A Rubber stopper on the end of the string is swung steadily in a horizontal circle. In one trial, it moves at speed $v$ in a circle of radius $r$. In a second trial, it moves at a higher speed $3v$ in a circle of radius $3r$. In this second trial, its acceleration is:
A. The same as in the first trial
B. Three times larger
C. One third as large
D. Nine times larger
E. One-ninth large

Answer 1

Hint:The above mentioned question is related to the circular motion of an object. Circular motion of any object gives rise to a force called centripetal force. Here we are supposed to find acceleration when radius and velocity is given and hence we find the relation between them.

Complete step by step answer:
Consider an object moving in a circular path as shown in the figure below.

We see that the objects moving in a circular path undergo continuous acceleration at every position because they keep changing their direction. As the body is constantly accelerating we know by Newton’s laws that a force must act on it.
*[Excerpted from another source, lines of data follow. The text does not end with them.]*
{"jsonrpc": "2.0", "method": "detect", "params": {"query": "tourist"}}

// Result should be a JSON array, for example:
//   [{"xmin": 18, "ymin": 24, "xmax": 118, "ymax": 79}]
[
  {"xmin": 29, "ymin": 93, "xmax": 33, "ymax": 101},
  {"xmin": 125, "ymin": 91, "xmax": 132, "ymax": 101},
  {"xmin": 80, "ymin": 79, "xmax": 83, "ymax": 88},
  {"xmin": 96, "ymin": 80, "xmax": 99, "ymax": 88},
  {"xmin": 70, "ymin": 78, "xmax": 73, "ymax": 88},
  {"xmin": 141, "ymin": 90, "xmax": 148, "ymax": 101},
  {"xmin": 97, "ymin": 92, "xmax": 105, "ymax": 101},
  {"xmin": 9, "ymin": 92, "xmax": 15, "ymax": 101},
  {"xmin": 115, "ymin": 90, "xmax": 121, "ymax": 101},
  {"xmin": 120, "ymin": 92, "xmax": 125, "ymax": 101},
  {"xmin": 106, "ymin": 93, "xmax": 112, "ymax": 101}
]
This force acting on the object is perpendicular to the direction of motion at every point and is called centripetal force.

Hence
Trial 1:-It is given that speed is v m/s
And radius is r meter.
Trial 2:- It is given that speed =3v
And radius is 3r meter
Like discussed above for a circular motion: F(centripetal) \[ = m \times a\]
\[ \Rightarrow \]\[\dfrac{{m{v^2}}}{r} = m \times a\]
\[ \Rightarrow \]\[a = \dfrac{{{v^2}}}{r}\]
Hence making individual cases for trial 1 and trial2 :

Case 1 : TRIAL 1
Acceleration in the 1st trial will be \[{a_1} = \dfrac{{{v^2}}}{r}\] ------------(1)
Case 2 : TRIAL 2
Acceleration in the 2nd case will be \[{a_2} = \dfrac{{\left( {3{v^2}} \right)}}{{3r}}\]
\[ \Rightarrow \] \[{a_2} = \left( {\dfrac{{9{v^2}}}{{3v}}} \right)\]
\[ \Rightarrow \] \[{a_2} = \dfrac{{3{v^2}}}{r}\]
\[ \therefore \] \[{a_2} = 3{a_1}\] -------------(using equation 1)
Hence we see that acceleration in the 2nd trial is 3 times the acceleration in the first trail.

Hence correct answer is option B.

Note: Remember that circular motion takes place only when force on object is perpendicular to motion of object and acts inwards(towards the centre of the circle). It doesn’t mean that centripetal force is a separate force.